As the Colorado Water Conservation Board prepares to decide whether or not to file for an instream water right on the lower San Miguel River at a meeting in Denver later this month, the Town of Telluride has added its voice to that of San Miguel County’s and others in support of the filing.

“The health of the San Miguel River is important to the Telluride community in terms of economic and environmental factors. The outdoor recreation industry in this area is quite dependent upon flows within the river system necessary to sustain fishing, whitewater and related activities. The health of the river ecosystem is intrinsically tied to wildlife habitat, wetland and riparian values that truly define this beautiful part of Colorado,” states a letter to the CWCB and approved by the council when it met on Tuesday.

If approved, the instream flow would establish minimum flows in a 16.5-mile stretch of the river located in Montrose County reaching from Calamity Draw west of Naturita to the Dolores River confluence, primarily to prevent three dwindling species of native fish there from being listed for federal protection under the Endangered Species Act.

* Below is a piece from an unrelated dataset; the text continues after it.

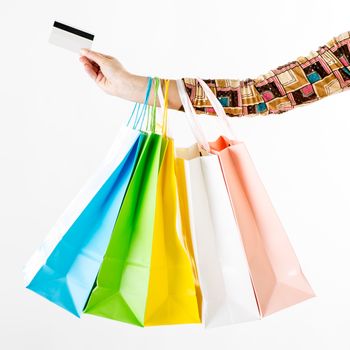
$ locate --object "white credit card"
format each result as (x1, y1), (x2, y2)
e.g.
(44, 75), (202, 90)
(49, 21), (94, 53)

The CWCB considered filing for the appropriation this time last year, but delayed its decision at the request of the San Miguel County BOCC and other entities in order to allow downstream water users time to figure out off-stem water storage to meet their future needs and to file for any additional water rights they might require.

“We wanted to try and guarantee that the instream flow is what it should be,” said Fraser of the town government’s support. “Some people may not agree, but we are doing what we think is right for the community and the region.”[…]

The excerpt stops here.